Building an AI Peer Review Assistant: Useful, but Not Yet Trustworthy by Default

9 minute read

Published:

Peer review is one of the most important quality-control systems in science, but it is also under pressure. Submission volume keeps growing, reviewers are overloaded, and many authors wait months for feedback. At the same time, large language models are becoming much better at reading papers, summarizing arguments, checking structure, and generating detailed critiques.

This makes AI-assisted peer review feel almost inevitable. But I do not think the key question is simply whether AI can review papers. A more serious question is: under what conditions can AI feedback be useful, fair, and safe enough to trust?

Recently, I have been working on a small project around this question: paper_reviewer [4]. The goal is not to replace human reviewers, but to explore whether a multi-agent AI system can help authors receive earlier, more structured, and more diverse feedback before formal submission.

1. The growth of AI use in peer review

AI is already entering the peer-review workflow, even when it is not always formally acknowledged. A recent arXiv paper, “Can We Trust AI Referees?
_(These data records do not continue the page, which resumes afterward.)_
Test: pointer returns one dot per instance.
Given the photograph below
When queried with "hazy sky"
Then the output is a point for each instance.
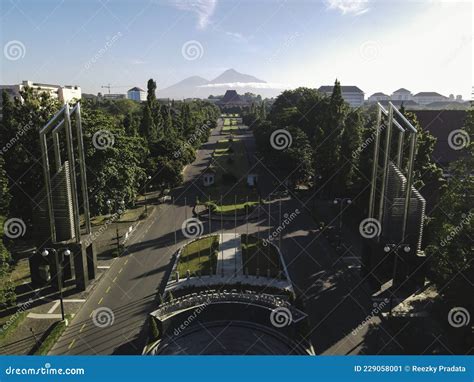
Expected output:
(378, 45)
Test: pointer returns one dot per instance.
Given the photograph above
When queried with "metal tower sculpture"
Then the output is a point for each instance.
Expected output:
(396, 209)
(61, 191)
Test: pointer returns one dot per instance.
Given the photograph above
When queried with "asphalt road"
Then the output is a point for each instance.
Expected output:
(333, 296)
(128, 291)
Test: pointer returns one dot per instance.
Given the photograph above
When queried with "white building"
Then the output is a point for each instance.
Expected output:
(402, 95)
(112, 96)
(351, 94)
(425, 98)
(379, 97)
(64, 94)
(136, 94)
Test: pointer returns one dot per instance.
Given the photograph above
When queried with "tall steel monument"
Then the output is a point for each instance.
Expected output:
(396, 212)
(59, 211)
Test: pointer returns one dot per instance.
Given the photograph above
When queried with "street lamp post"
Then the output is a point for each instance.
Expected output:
(341, 202)
(109, 205)
(394, 248)
(146, 202)
(59, 273)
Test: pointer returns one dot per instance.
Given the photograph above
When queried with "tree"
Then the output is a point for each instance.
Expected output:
(451, 229)
(4, 193)
(114, 170)
(22, 119)
(350, 140)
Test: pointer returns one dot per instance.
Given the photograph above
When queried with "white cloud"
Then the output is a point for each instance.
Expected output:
(253, 85)
(138, 61)
(354, 7)
(204, 9)
(238, 37)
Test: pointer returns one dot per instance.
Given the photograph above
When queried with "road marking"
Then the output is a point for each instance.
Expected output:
(53, 308)
(45, 316)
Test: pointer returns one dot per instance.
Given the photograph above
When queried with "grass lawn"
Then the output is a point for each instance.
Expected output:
(199, 256)
(231, 166)
(230, 209)
(20, 272)
(130, 215)
(256, 255)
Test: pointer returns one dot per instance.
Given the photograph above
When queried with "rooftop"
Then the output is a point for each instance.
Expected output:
(428, 94)
(402, 90)
(344, 89)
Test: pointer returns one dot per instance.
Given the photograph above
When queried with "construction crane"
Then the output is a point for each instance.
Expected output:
(109, 86)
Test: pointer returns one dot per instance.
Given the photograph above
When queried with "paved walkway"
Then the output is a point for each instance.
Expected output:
(229, 258)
On the Security and Reliability of AI Peer Review,” summarizes a broader trend: scientific output is increasing, reviewer capacity is limited, and LLMs are attractive because they can quickly summarize papers, identify weaknesses, and generate review-style feedback [1].

The same paper also points out that AI use in reviewing is no longer just hypothetical. Some conferences and research communities are experimenting with AI-assisted reviewing, while other venues are tightening their policies because of confidentiality, reliability, and misuse concerns [1].
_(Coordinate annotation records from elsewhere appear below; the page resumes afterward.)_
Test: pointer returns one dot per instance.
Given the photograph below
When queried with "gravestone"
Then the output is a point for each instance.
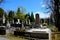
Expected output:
(42, 34)
(37, 20)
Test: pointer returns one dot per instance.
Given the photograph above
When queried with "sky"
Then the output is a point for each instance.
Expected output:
(35, 6)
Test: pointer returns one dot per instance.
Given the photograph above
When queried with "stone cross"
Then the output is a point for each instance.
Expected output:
(3, 19)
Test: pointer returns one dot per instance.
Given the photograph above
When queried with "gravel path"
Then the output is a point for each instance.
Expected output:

From an author’s perspective, this is understandable. Before submitting to a conference or journal, it is useful to ask:

  • Is my motivation clear?
  • Are the experiments convincing?
  • Are the limitations obvious?
  • Would a reviewer see a fatal weakness?
  • Is my rebuttal likely to address the actual concern?

These are exactly the kinds of questions where an AI assistant can be helpful, especially for early-stage drafts. However, once AI is used in formal review or business settings, the problem becomes much more sensitive.

2. Security and bias concerns in AI peer-review systems

The paper that caught my attention focuses on the security and reliability risks of AI peer review. It describes how AI referees can be vulnerable across the review lifecycle, including manuscript processing, deep review, rebuttal handling, and meta-review synthesis [1].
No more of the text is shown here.